Childhood emotional neglect (CEN) is the result of a caregiver not responding to the emotional needs of a child enough. While abuse is a parent's active mistreatment of a child, emotional neglect is a parent's failure to act. It is a passive form of abuse where caregivers ignore, minimize, and discount the emotional, psychological, or physical needs of a child. Caregivers may fail to adequately provide for basic needs such as food, a safe home, or appropriate clothing. Children in homes where parents fail to respond to emotional needs are often ignored, dismissed, minimized, shamed for having wants, needs, or showing emotion, and are not shown adequate affection. Children are in essence emotionally starved. It can be difficult to recognize emotional neglect because it's invisible. Instead of leaving scars and bruises; it leaves painful feelings of loneliness and emptiness. As children do not understand why they feel the way they do, they will often blame themselves for being "too needy" or "being a bad kid."

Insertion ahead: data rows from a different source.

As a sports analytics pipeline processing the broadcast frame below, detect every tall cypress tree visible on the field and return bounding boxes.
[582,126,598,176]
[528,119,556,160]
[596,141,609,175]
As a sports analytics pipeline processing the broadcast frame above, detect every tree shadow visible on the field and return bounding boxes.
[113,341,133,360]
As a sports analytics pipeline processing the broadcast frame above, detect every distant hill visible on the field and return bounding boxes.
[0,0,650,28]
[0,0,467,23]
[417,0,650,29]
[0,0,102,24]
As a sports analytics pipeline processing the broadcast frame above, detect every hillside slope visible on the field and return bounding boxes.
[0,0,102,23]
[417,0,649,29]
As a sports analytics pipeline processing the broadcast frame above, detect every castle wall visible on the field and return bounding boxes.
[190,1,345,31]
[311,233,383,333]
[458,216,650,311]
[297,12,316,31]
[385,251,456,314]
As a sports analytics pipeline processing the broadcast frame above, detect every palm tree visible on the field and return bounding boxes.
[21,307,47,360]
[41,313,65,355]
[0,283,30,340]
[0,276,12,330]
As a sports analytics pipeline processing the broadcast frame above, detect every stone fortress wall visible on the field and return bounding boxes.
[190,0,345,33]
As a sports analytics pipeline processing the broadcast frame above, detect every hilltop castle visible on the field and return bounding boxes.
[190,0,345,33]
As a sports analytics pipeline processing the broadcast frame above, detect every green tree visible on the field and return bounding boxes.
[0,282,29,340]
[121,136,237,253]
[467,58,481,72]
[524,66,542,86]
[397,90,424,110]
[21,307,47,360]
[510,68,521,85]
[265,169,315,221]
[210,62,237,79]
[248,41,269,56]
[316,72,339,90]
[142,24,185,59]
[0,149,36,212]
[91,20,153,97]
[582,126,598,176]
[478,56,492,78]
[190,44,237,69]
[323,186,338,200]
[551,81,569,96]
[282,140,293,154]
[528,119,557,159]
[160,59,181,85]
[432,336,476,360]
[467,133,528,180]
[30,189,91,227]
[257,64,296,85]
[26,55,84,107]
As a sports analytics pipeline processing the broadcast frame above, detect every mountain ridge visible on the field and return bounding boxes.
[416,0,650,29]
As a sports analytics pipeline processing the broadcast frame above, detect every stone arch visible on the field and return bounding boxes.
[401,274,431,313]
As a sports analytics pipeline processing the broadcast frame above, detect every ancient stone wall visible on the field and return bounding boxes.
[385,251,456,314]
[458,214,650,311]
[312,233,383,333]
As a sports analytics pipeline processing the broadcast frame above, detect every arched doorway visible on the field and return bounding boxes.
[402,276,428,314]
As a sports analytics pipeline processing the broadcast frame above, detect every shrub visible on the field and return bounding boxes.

When emotionally neglected children grow up, they face certain emotional struggles. They often feel disconnected from themselves and others. They may feel emotionless and find it difficult to sustain long-term relationships with friends and intimate partners. When they do have feelings they have trouble being able to name or understand the feeling and tend to ignore or disconnect from emotions. They may have difficulty trusting or relying upon others. Many describe feeling that they are different from other people; and live with a belief that they are not normal, or something is wrong with them.

Some of the common problems adults with CEN face are: feelings of emptiness, fear of depending on other people, feeling disconnected from self and emotions, lack of self-compassion, feelings of guilt or shame, and feeling different or left out in relationships.